Institute of Transport and Territory, Universitat Politècnica de València, Valencia, Spain.
Institute of Research and Innovation in Bioengineering, Universitat Politècnica de València, Valencia, Spain.
Comput Med Imaging Graph. 2021 Mar;88:101846. doi: 10.1016/j.compmedimag.2020.101846. Epub 2021 Jan 13.
Prostate cancer is one of the main diseases affecting men worldwide. The Gleason scoring system is the primary diagnostic tool for prostate cancer. This is obtained via the visual analysis of cancerous patterns in prostate biopsies performed by expert pathologists, and the aggregation of the main Gleason grades in a combined score. Computer-aided diagnosis systems allow to reduce the workload of pathologists and increase the objectivity. Nevertheless, those require a large number of labeled samples, with pixel-level annotations performed by expert pathologists, to be developed. Recently, efforts have been made in the literature to develop algorithms aiming the direct estimation of the global Gleason score at biopsy/core level with global labels. However, these algorithms do not cover the accurate localization of the Gleason patterns into the tissue. These location maps are the basis to provide a reliable computer-aided diagnosis system to the experts to be used in clinical practice by pathologists. In this work, we propose a deep-learning-based system able to detect local cancerous patterns in the prostate tissue using only the global-level Gleason score obtained from clinical records during training.
The methodological core of this work is the proposed weakly-supervised-trained convolutional neural network, WeGleNet, based on a multi-class segmentation layer after the feature extraction module, a global-aggregation, and the slicing of the background class for the model loss estimation during training.
Using a public dataset of prostate tissue-micro arrays, we obtained a Cohen's quadratic kappa (κ) of 0.67 for the pixel-level prediction of cancerous patterns in the validation cohort. We compared the model performance for semantic segmentation of Gleason grades with supervised state-of-the-art architectures in the test cohort. We obtained a pixel-level κ of 0.61 and a macro-averaged f1-score of 0.58, at the same level as fully-supervised methods. Regarding the estimation of the core-level Gleason score, we obtained a κ of 0.76 and 0.67 between the model and two different pathologists.
WeGleNet is capable of performing the semantic segmentation of Gleason grades similarly to fully-supervised methods without requiring pixel-level annotations. Moreover, the model reached a performance at the same level as inter-pathologist agreement for the global Gleason scoring of the cores.
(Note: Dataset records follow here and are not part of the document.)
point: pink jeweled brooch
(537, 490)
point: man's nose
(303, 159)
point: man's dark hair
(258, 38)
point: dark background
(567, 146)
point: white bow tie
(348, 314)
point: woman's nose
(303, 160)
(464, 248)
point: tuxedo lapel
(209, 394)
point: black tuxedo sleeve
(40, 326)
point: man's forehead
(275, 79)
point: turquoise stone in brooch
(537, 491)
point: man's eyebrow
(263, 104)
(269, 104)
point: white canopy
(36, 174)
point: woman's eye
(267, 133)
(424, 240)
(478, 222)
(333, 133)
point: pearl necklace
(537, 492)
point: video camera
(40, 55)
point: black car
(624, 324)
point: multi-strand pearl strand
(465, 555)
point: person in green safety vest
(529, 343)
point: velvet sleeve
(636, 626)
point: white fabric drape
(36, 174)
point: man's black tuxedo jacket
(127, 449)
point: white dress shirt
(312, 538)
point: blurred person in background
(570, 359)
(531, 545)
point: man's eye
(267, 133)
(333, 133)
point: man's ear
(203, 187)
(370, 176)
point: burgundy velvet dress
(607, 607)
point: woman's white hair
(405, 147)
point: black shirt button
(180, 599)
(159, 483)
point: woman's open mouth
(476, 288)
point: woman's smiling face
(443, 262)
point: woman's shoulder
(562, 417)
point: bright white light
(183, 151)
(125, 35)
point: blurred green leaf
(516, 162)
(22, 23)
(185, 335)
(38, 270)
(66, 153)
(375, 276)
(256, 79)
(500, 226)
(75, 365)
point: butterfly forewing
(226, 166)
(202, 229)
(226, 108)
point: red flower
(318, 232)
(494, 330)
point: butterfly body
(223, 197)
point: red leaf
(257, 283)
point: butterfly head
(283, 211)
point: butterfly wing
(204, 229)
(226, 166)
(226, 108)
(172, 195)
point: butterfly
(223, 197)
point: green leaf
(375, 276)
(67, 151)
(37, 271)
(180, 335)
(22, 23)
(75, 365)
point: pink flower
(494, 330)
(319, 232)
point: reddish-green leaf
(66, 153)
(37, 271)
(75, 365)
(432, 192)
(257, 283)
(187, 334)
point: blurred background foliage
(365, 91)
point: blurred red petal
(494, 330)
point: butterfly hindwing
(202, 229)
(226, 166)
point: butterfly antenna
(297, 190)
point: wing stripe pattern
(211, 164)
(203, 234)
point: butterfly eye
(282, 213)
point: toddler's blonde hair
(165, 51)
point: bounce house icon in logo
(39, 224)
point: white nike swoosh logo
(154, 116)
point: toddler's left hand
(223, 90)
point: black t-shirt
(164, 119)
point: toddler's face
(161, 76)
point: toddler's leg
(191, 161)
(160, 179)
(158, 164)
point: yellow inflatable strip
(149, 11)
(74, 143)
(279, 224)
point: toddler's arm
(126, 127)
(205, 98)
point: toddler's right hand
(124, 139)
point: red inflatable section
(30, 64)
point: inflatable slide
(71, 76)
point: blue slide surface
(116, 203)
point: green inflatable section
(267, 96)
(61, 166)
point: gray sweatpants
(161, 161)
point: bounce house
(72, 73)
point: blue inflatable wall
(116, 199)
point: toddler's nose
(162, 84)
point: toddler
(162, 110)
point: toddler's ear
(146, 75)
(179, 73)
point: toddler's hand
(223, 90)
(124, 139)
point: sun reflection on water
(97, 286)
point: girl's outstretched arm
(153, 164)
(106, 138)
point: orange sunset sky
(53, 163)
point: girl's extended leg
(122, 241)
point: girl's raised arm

前列腺癌是全球男性主要的疾病之一。格里森评分系统是前列腺癌的主要诊断工具。该系统通过对前列腺活检中癌性模式的专家病理学家的视觉分析获得,并通过主要格里森分级的综合评分进行聚合。计算机辅助诊断系统可以减少病理学家的工作量并提高客观性。然而,这些系统需要大量经过标记的样本,并由专家病理学家进行像素级注释。最近,文献中已经在努力开发旨在直接估计活检/核心水平的全局格里森评分的算法,这些算法仅使用全局标签。然而,这些算法并未涵盖对组织内格里森模式的精确定位。这些位置图是为专家提供可靠的计算机辅助诊断系统的基础,以便病理学家在临床实践中使用。在这项工作中,我们提出了一种基于深度学习的系统,该系统仅使用从临床记录中获得的全局格里森评分,即可在前列腺组织中检测局部癌性模式。
这项工作的方法论核心是所提出的弱监督训练卷积神经网络 WeGleNet,它基于特征提取模块后的多分类分割层、全局聚合以及背景类的切片,用于在训练期间进行模型损失估计。
使用公共的前列腺组织微阵列数据集,我们在验证队列中获得了癌症模式像素级预测的科恩二次kappa(κ)为 0.67。我们在测试队列中比较了语义分割格里森分级的模型性能与监督的最先进架构。我们获得了像素级κ为 0.61 和宏平均 f1 分数为 0.58,与完全监督方法的水平相同。关于核心级格里森评分的估计,我们获得了模型与两位不同病理学家之间的κ为 0.76 和 0.67。
WeGleNet 能够执行与完全监督方法相似的格里森分级语义分割,而无需像素级注释。此外,该模型在核心的全局格里森评分方面达到了与病理学家间一致性相同的水平。